It seems like yesterday that we were shuddering in shul on Yom Kippur, pleading with Hashem to forgive our sins, wrongdoings and transgressions. Especially those that involved unethical and mean-spirited treatment of friends, relatives and strangers alike.
We promised that if we were inscribed in the Book of Life; if we were given another opportunity to start anew, we would mend our ways and improve the way we treated one another. We would be kinder, more generous – both with our time and our money – and be less judgmental in assessing other people’s actions. If anything, we would make an effort to go overboard in giving people the benefit of the doubt when something they did or did not do was questionable in terms of how proper or “kosher” it was.
We would take the high road and refrain from lashon harah or spreading gossip- even if the information was true.
We would set aside our jealousy and truly fargin another person’s good fortune and wish him/her well, instead of secretly seething and wondering why, for example, our neighbor’s daughter got engaged and ours is older “and has so many more mylas (assets, like looks or personality) so why did our friend have it so easy, while we are pulling teeth to get our daughter a date?
Many of us were sincere when we fervently resolved during those Days of Awe to elevate ourselves and be Torahdik Jews.
But, being flawed human beings, once we feel we are “out of danger,” we relax and let our guard down.

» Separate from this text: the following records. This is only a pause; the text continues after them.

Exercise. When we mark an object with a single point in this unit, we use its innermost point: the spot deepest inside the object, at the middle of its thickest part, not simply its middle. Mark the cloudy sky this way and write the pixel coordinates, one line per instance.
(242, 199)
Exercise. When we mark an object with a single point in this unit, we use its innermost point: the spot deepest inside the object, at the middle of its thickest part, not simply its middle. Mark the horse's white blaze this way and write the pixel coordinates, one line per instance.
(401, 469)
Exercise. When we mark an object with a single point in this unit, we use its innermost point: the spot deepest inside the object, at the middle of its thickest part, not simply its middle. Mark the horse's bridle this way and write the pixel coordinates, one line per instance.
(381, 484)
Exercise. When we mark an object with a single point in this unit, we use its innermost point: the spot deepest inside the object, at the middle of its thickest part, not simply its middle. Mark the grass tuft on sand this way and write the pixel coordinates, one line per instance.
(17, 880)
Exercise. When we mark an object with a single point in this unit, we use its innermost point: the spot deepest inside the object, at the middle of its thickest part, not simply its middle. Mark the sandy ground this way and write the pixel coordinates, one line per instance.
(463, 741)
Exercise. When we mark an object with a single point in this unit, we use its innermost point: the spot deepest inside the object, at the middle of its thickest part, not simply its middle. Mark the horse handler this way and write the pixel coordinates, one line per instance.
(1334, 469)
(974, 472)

With Yom Tov over, we have resumed our regular routines and have let old habits control us once again.
Below is a poem that expresses how despite our best intentions, despite our hakarat hatov to Hashem for his benevolence, we forget our promises to Him and go back to our old, unfortunate ways.

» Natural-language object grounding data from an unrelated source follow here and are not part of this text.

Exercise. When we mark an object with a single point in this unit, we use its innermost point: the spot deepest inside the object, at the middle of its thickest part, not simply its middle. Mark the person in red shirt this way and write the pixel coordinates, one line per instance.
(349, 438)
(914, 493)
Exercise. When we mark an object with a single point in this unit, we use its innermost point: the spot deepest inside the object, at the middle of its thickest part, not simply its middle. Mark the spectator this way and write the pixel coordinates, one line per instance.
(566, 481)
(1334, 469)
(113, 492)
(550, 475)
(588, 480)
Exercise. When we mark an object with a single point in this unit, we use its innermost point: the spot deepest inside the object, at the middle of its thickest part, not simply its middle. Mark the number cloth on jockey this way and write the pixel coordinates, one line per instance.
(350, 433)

In the dark of the night, I turn on the light,
I thank You, my Creator, for the gift of my sight.
Yet I misuse Your blessing – I cause others to cry,
Jealously and resentment bring out my Evil Eye.
When my children call out, I have no fear,
I thank You, my Maker, for letting me hear.
Yet I use this bracha to tune in to malicious chatter,
If what’s said is even true- it doesn’t really matter.
When I need to convey, to verbally reach,
I open my mouth – You blessed me with speech.
But I abuse my heavenly gift, for I gossip, I smear,
Even those who trust me, who hold me so dear.
My hands enable me to do as I please,
I can touch, I can hold, I can grasp with great ease.
Yet I use this divine blessing to hit, to cause pain,
Even when my heart knows there is nothing to gain.
I can go, I can do, I can move when I’m ready,
You have given me legs that are strong and steady.
Yet I run to do acts that I know are not right,
Giving in to impulses that I chose not to fight.
This Yom Kipper was no different than those of the past,
I promised to mend my ways – but my will didn’t last.
I behaved, I self-controlled, I had a few good days,
But I quickly fell back to my familiar, errant ways.
You have been so patient. You have forgiven me each year.
Truly You are a Father who holds His children dear.
Please continue to forgive me though my iniquities persist,
For without Your loving kindness, I could not exist.